IN A NUTSHELL
  • 🤖 Figure 02 humanoid robots now exhibit human-like movements using advanced reinforcement learning techniques.
  • 🚀 The robots achieve human-like walking through a zero-shot transfer from simulation to reality, enhancing adaptability.
  • 🌟 Figure AI introduces Helix, a Vision-Language-Action model, enabling robots to execute complex tasks with natural language.
  • 🔧 The advancements position Figure AI as a strong competitor in the humanoid robotics sector, driving innovation forward.

The field of robotics is undergoing a transformative shift as humanoid robots begin to exhibit increasingly human-like movements. Among the frontrunners in this technological evolution is Figure, a U.S. robotics firm that has advanced the development of its humanoid robot, Figure 02. Utilizing cutting-edge techniques like reinforcement learning, these robots are now capable of walking with a fluid, natural motion. This breakthrough not only marks a significant leap in robotics but also raises intriguing questions about the future capabilities of AI-powered machines and their role in our lives.

Humanoids Walk Naturally

Figure has made remarkable strides in developing a natural humanoid walking motion using reinforcement learning (RL), a sophisticated AI approach where a controller learns through trial and error.
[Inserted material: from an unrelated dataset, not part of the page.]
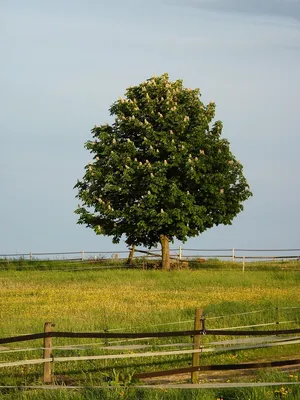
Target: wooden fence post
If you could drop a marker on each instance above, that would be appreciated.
(47, 377)
(196, 341)
(277, 317)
The Figure 02 robot now walks with a human-like gait thanks to this innovative method. The company’s RL controller was trained in a high-fidelity, GPU-accelerated physics simulation, allowing years of data to be simulated within just hours. During this process, thousands of virtual humanoids with varying physical parameters were run in parallel, exposing them to diverse real-world scenarios.
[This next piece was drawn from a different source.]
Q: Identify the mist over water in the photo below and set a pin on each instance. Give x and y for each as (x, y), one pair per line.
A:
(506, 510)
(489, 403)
This method enabled the creation of a single neural network policy capable of managing the robots’ movements seamlessly. A significant advantage of Figure’s approach is its ability to transfer this trained policy directly from simulation to real-world robots without additional tuning, a process known as “zero-shot” transfer. This ensures robust and human-like walking performance across various environments, enhancing the adaptability and reliability of the robots.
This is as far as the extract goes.